In space, no-one can hear you scream
One real success story of the past few years has been Seraphim Space (SSIT), which, as its name suggests, invests in space technology companies. SSIT hopes to harness the first-mover advantage and fully capture the massive growth potential in the space industry, which is projected by some to surpass $1trn by 2032.
After a steep fall prompted by rising inflation and interest rates, SSIT’s shares have rallied more than 400% since 2023 and are up c. 165% over 12 months. Having been trading at a c. 72% discount less than three years ago, SSIT is now on a 17.5% premium – a remarkable turnaround.
This eyewateringly impressive performance has evidently lured investors into the story and it’s rapidly climbed up our list to enter the top 10.
Any other business
Circling back to where we started, HgCapital (HGT) was another that got caught up in the software sell-off, with shares down 19.3% so far this year and c. 25% since its most recent high.
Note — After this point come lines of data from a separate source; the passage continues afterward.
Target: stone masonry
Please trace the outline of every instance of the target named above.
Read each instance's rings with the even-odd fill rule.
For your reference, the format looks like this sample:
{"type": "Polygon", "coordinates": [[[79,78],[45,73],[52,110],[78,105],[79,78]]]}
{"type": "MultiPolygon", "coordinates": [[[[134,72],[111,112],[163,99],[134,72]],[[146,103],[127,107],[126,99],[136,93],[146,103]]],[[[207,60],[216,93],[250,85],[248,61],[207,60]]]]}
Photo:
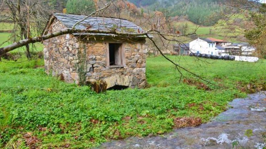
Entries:
{"type": "MultiPolygon", "coordinates": [[[[48,33],[66,28],[56,18],[48,33]]],[[[67,34],[46,40],[44,52],[46,72],[60,76],[68,82],[101,80],[106,82],[107,88],[116,85],[143,88],[147,85],[146,46],[145,38],[139,38],[122,42],[125,65],[115,68],[107,66],[106,43],[116,42],[116,39],[67,34]]]]}

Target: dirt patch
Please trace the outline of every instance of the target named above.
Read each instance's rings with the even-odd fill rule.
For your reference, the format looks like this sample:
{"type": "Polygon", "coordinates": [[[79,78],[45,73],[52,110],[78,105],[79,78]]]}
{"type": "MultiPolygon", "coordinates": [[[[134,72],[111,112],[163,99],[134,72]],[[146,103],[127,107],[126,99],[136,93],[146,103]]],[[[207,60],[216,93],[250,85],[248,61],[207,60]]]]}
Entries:
{"type": "Polygon", "coordinates": [[[97,124],[99,123],[99,120],[95,120],[94,119],[91,119],[89,121],[92,123],[93,124],[97,124]]]}
{"type": "Polygon", "coordinates": [[[174,119],[174,128],[197,126],[202,123],[201,119],[193,117],[178,117],[174,119]]]}
{"type": "Polygon", "coordinates": [[[206,85],[199,81],[185,78],[183,80],[183,82],[189,85],[195,86],[198,89],[203,89],[206,91],[211,90],[206,85]]]}
{"type": "Polygon", "coordinates": [[[196,105],[196,104],[195,103],[193,103],[192,104],[188,104],[188,106],[189,107],[195,107],[196,105]]]}
{"type": "Polygon", "coordinates": [[[30,148],[39,148],[37,144],[41,141],[36,136],[33,136],[31,133],[27,132],[24,134],[23,137],[26,141],[27,146],[30,148]]]}
{"type": "Polygon", "coordinates": [[[125,121],[129,121],[131,119],[131,117],[130,116],[126,116],[124,118],[122,119],[122,120],[125,120],[125,121]]]}

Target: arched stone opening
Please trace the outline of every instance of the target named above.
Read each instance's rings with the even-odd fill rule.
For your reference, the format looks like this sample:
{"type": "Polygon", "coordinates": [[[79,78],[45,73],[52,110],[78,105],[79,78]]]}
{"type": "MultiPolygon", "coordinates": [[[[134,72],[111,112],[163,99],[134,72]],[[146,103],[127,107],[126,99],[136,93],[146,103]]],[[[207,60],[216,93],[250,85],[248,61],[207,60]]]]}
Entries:
{"type": "Polygon", "coordinates": [[[125,87],[134,88],[137,85],[138,82],[138,80],[135,77],[118,75],[112,76],[105,78],[104,80],[107,84],[107,89],[114,87],[118,88],[123,88],[125,87]],[[116,86],[117,86],[115,87],[116,86]]]}
{"type": "Polygon", "coordinates": [[[107,90],[123,90],[128,88],[127,86],[115,85],[107,89],[107,90]]]}

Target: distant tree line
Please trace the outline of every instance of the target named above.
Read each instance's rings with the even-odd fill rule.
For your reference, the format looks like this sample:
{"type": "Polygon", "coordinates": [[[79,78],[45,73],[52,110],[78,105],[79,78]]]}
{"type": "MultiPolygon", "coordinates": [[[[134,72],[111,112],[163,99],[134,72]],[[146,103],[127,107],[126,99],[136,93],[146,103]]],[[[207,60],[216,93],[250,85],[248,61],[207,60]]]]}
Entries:
{"type": "Polygon", "coordinates": [[[199,25],[213,25],[221,18],[223,0],[129,0],[137,6],[148,6],[155,11],[168,10],[166,16],[186,16],[190,21],[199,25]]]}

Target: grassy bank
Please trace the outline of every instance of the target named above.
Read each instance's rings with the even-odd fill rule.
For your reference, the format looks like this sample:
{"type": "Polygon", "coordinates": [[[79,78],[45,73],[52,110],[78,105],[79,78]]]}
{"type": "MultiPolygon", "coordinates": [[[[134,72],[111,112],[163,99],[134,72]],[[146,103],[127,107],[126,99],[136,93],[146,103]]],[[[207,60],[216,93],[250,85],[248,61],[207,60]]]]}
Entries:
{"type": "Polygon", "coordinates": [[[161,57],[147,59],[149,88],[99,94],[47,76],[42,60],[0,63],[0,146],[84,148],[130,136],[162,134],[180,126],[177,118],[210,120],[226,109],[228,102],[245,97],[249,83],[266,87],[264,60],[207,63],[170,57],[226,87],[203,85],[185,72],[187,78],[179,82],[180,74],[161,57]]]}

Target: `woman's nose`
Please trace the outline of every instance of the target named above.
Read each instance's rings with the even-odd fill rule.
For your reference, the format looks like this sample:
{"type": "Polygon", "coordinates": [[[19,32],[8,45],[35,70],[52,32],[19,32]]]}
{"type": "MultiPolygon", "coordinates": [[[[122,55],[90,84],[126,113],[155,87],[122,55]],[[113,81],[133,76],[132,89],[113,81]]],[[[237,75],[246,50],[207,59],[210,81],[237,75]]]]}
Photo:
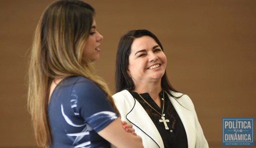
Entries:
{"type": "Polygon", "coordinates": [[[100,41],[103,39],[103,36],[100,34],[98,32],[97,32],[98,34],[96,38],[96,40],[97,41],[100,41]]]}
{"type": "Polygon", "coordinates": [[[150,62],[154,61],[156,61],[158,59],[158,57],[154,53],[150,53],[149,55],[149,61],[150,62]]]}

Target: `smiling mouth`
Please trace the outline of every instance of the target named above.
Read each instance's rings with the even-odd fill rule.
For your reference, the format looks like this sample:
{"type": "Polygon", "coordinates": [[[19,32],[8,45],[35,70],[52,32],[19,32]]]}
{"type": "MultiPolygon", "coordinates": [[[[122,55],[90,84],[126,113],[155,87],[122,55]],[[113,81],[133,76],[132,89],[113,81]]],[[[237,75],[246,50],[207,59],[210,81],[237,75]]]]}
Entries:
{"type": "Polygon", "coordinates": [[[149,67],[149,68],[148,68],[148,69],[154,69],[155,68],[159,67],[160,67],[160,65],[158,64],[156,64],[156,65],[154,65],[150,66],[149,67]]]}
{"type": "Polygon", "coordinates": [[[98,51],[100,51],[100,49],[99,48],[95,48],[95,50],[97,50],[98,51]]]}

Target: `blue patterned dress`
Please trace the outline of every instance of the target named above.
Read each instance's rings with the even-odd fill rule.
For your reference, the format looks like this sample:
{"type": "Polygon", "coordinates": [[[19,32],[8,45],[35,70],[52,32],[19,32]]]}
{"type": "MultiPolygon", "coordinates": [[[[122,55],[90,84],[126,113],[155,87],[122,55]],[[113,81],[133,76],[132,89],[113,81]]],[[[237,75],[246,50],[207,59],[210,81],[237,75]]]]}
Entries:
{"type": "Polygon", "coordinates": [[[118,118],[105,94],[82,77],[68,77],[54,90],[48,109],[50,148],[109,148],[97,134],[118,118]]]}

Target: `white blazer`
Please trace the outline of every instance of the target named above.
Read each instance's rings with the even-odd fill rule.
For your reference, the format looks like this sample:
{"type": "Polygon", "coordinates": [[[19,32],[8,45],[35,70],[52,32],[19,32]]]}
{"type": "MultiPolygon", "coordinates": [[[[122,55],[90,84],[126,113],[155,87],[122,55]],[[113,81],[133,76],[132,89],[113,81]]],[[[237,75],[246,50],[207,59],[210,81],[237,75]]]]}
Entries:
{"type": "MultiPolygon", "coordinates": [[[[174,96],[183,94],[172,92],[174,96]]],[[[135,132],[141,137],[144,148],[164,148],[164,143],[153,121],[140,103],[127,90],[113,96],[121,114],[122,120],[132,123],[135,132]]],[[[196,111],[189,97],[184,95],[177,99],[168,94],[172,105],[179,115],[185,128],[188,148],[209,148],[203,130],[197,118],[196,111]]]]}

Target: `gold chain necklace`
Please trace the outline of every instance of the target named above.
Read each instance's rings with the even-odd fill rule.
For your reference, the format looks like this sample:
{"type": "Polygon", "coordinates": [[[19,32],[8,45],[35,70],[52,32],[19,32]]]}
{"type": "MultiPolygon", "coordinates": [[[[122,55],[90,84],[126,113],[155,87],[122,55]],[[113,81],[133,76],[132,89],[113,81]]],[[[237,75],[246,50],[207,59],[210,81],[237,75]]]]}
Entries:
{"type": "Polygon", "coordinates": [[[162,111],[162,114],[161,114],[159,112],[158,112],[157,111],[156,111],[155,109],[152,107],[152,106],[148,103],[148,102],[147,102],[146,100],[145,100],[144,98],[143,98],[143,97],[142,96],[141,96],[140,95],[139,93],[138,93],[137,92],[136,93],[139,95],[139,96],[140,96],[141,99],[142,99],[142,100],[143,100],[143,101],[145,102],[146,102],[146,103],[147,103],[147,104],[148,106],[149,106],[151,108],[152,108],[152,109],[154,109],[155,111],[156,112],[158,113],[161,116],[161,118],[162,118],[162,119],[159,119],[159,122],[164,122],[164,126],[165,127],[165,129],[168,130],[169,127],[168,127],[166,122],[170,122],[170,121],[168,119],[165,119],[165,118],[164,117],[165,114],[164,114],[164,89],[163,89],[163,98],[162,98],[162,100],[164,101],[164,103],[163,104],[163,109],[162,111]]]}

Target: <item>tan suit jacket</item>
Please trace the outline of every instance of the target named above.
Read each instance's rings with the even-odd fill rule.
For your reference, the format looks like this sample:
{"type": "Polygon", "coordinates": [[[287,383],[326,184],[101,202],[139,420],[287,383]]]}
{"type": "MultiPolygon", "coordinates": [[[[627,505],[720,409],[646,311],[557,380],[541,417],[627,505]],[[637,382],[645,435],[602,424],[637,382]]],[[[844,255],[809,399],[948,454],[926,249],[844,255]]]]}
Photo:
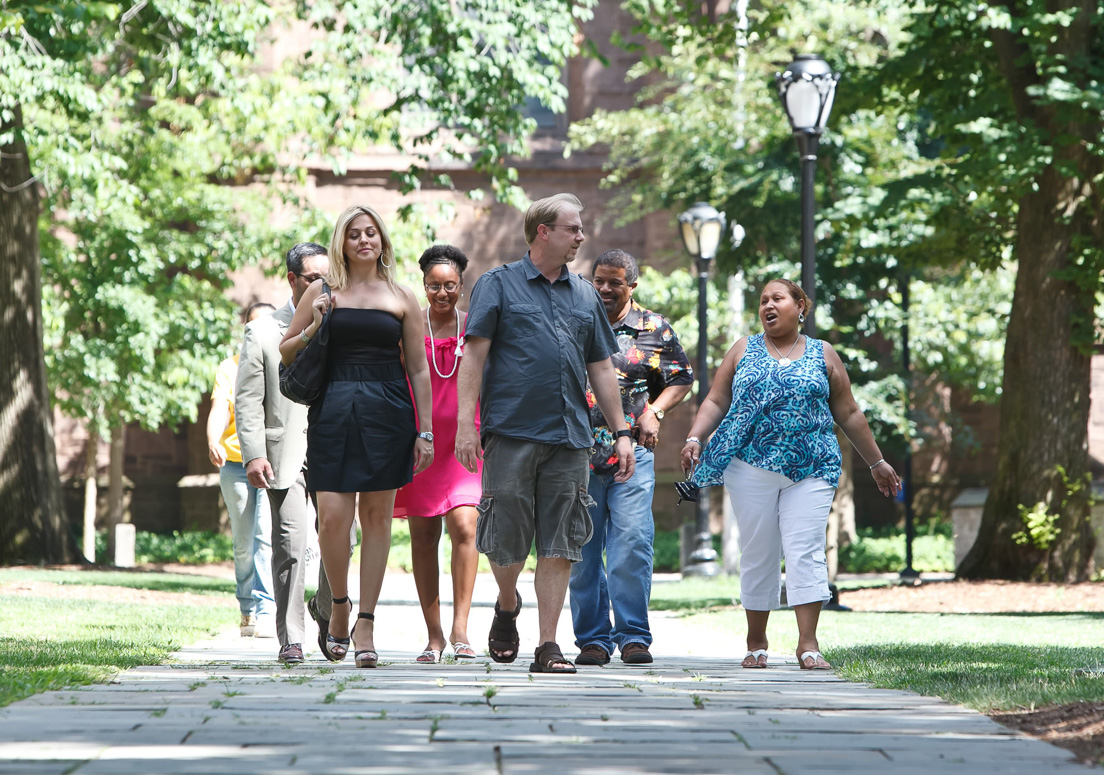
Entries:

HGT’s largest holding is Visma, which provides payroll, HR and accounting software products for more than 2.2m customers in 28 countries. Visma may not have to delay an IPO that had previously been slated for Q1 2026, so you can see why some investors have been worried and some analysts downgraded HGT because of it.
There will undoubtedly be a negative impact on the net asset value (NAV) in the short term, but the dramatic widening of HGT’s discount to c. 30% (it was trading around par as recently as May) seems overdone, and retail investors seem to concur with this sentiment and have started buying the dip.
Outlook
The cracks we’ve seen starting to appear in markets have started with the highly valued US, but are now broadening out. UK, Japanese and emerging markets had been powering ahead of America for a while, but they’ve started to come off their recent record highs.
The Nikkei 225 is down c. 8.5%, for instance. The UK’s FTSE 100 has been more resilient, inching down c. 3.6%. With a confluence of factors now roiling markets, time will tell if we see them start to climb the famed wall of worry, or fall back down to earth.
In the meantime, investors would do well, as ever, to keep calm and carry on while only buying the dip judiciously.
Disclaimer
This is not substantive investment research or a research recommendation, as it does not constitute substantive research or analysis. This material should be considered as general market commentary.